When it comes to Dooshbags- David Hasselhoff is the king of Doucheland- an actual city in Germany where he reigns as King. I say this first hand a couple of times. One time in particular was at TAO- a cheesy clubish Pan Asian fusion type establishment in Midtown. At the time I was dating this girl that had distant relatives in town visiting from Germany and the guy, Ralph- his name was- spotted Hasselhoff at the table behind me and flipped out. Not really a big deal, but this was like two minutes after he tried to get Michael Jordan’s autograph- which wasn’t Jordan at all, but instead- just a random black guy that had little resemblance to Jordan at all other than the fact that he was bald and tall. Never the less- I did have a nice chuckle to myself as this guy asked the man for his autograph. I then made eye contact with the Jordan- ‘not at all’ look alike- making the “I don’t know- what the fuck connection?” as we both laughed. Then Ralph thought he spotted Hasselhoff. I assured him that it was- as I did with Michael Jordan and then asked them why they like David Hasselhoff so much, because he sucks.

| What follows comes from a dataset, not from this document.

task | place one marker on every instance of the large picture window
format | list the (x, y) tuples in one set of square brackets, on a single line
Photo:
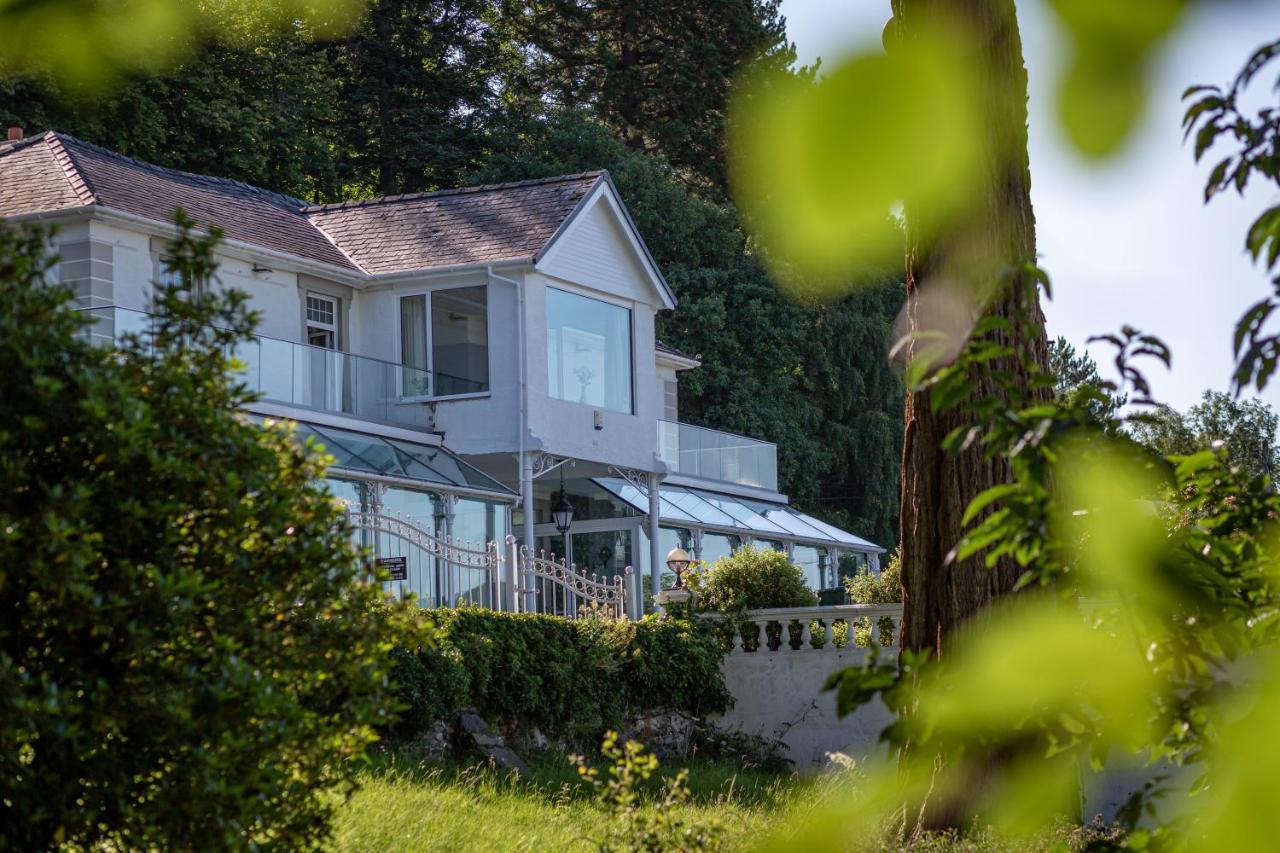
[(446, 333), (588, 351)]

Anyway- I wound up getting into it with a couple of Germans over this very topic several months prior at a bar in hells kitchen. Cut to the chase- I asked them why ‘they’ (Germans) like David Hasselhoff so much- in general. They denied it. I told them that most Germans do- though. Hasselhoff was there when the Wall came down. They said that they didn’t like him- so I’m like yeah I know you guys do and he fucking sucks! They were like no dude- we don’t really give a shit about that guy at all.
Then I noticed the one German guy had a giant Mickey Mouse on the back of his denim jacket. So I’m like, “Ha Ha- you have Mickey Mouse on the back of your jacket! Ha ha – what are you like five?” Then I asked him if he was a foreign exchange student and told them about this foreign exchange student my buddy Danny at his house for an entire summer in Buffalo. His name was Thurston, but we called him Thirsty. I then started telling them how hard Thirsty sucked at basketball and how funny he looked dribbling the ball with both hands in his magnum PI shorts. God bless that- the goofy bastard. He spent most of the time in the house glued to the TV- in his glory. To be nice- we rented him all different kinds of videos- like nightrider, bay watch and the Muppets. We also gave him ice cream on occasion. Then I’m like- “dude you guys love David Hasselhoff- that is so gay!” Ha ha.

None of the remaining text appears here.